I live around downtown Dallas in an apartment where there's a considerable amount of traffic and people noise (thanks Katy Trail Ice House).  I find it very difficult to find the "quietest" time to run my ARC correction.  Will this background noise dramatically affect the outcome? Is it even worth trying?
dtximages
You MAY need room correct if your speakers are too big for your room. Why would you want to have too big speakers for a room, well because. 

Some of these "get of my lawn posters" likely cannot think beyond there own reality. Don't list to any dips around here telling you their truth.
I think room acoustics and correction are always possible improvements, especially if you can keep the DSP out of the main speaker loop.

You can really make smaller speakers sound a lot bigger and fuller this way, and I don't mean by adding bass, but by smoothing it out.

Proper room acoustics OFTEN make small speakers sound bigger.
To answer your question, for the most part, unless the street noises are significant, they are not going to make much practical difference on room correction since the volumes used in correction will still be significantly louder.

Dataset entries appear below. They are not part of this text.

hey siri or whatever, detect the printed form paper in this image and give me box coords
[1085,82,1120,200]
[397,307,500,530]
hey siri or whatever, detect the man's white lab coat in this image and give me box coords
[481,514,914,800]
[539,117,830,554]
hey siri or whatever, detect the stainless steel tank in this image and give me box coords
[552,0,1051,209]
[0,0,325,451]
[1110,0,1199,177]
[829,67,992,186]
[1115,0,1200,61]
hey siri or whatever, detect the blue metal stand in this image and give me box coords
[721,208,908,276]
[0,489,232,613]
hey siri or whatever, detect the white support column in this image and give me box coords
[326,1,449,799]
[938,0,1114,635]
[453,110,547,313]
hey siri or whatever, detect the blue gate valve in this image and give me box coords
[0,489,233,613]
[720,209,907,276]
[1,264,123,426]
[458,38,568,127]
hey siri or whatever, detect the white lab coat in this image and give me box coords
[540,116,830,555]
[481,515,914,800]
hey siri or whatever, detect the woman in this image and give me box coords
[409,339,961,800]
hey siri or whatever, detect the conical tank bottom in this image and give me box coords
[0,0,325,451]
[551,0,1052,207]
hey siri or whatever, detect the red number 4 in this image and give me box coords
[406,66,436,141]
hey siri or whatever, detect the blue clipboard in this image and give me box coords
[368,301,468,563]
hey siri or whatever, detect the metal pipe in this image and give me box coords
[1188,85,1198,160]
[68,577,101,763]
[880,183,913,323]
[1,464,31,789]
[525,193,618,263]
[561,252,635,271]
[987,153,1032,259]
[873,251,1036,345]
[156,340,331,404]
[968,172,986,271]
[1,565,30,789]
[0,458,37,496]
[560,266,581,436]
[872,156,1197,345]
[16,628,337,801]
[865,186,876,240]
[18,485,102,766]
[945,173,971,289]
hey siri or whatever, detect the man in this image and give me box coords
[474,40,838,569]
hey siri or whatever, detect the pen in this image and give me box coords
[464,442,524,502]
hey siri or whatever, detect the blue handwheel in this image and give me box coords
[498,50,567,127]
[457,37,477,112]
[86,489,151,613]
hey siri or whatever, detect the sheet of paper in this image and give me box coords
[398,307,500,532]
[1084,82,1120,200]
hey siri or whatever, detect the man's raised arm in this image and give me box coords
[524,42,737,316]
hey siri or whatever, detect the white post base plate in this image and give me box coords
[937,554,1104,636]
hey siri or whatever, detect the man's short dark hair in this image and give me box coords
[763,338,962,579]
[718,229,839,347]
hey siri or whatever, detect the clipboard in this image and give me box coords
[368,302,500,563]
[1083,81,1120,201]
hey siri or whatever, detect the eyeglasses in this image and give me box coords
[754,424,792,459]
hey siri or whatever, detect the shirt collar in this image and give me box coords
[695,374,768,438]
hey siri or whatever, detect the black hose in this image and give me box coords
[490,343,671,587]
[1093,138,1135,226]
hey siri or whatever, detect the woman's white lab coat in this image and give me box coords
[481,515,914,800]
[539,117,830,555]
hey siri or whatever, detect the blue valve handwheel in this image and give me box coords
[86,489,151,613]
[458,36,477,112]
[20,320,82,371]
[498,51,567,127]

Speaker size: unless the speaker has a very large radiation area, the size does not matter significantly, except to make them hard to place, and some speakers are better with more distance to allow for driver integration.

Room correction is an attempt to fix things that are wrong ... and just that, an attempt. It can help, but not a panacea, with the systems that take readings at multiple locations being better but again not perfect.  How much work are you willing to put in?

People look at room correction often thinking mainly bass, but they actually work better through the mid-range up to their limit, say 5-8KHz. At higher frequencies, the speaker (on and off axis) dominates alone what you hear, and room correction can attempt to compensate for anomalies in the speaker response that reaches you, but still an attempt.

Down in the bass frequencies ... under a few hundred hz in a typical room, the room and where the speakers are in it is everything. At a given position, frequency response can jump up and down 10db. Room correction will soften this, but not fix underlying issues. You are better off getting RoomEQ, Arta, etc. and measuring at your listening area while moving the speakers around to get the flattest response in the base, and then using room correction to fix what is left ..... or take the next step and learn about bass traps, absorbers, diffusers, etc.


Room correction is often better than nothing at all, but not as good as doing it properly.



Thank you for all the input. I understand that room correction is not a fix all.  I have a very tough room and using absorbers, traps, and diffusers is not an option.  My aim is to get as close to "better" as possible.  

I simply wanted to know if the ambient noise was a total failure.  You answered my question when you mentioned the test tone noise should be significantly louder than ambient noise.

Did you run your room correction? If so, how did it go? (I've spent a lot of time building acoustic treatments for my houses through the years, and measuring the effects.  Plus I live near Dallas, and am just interested.)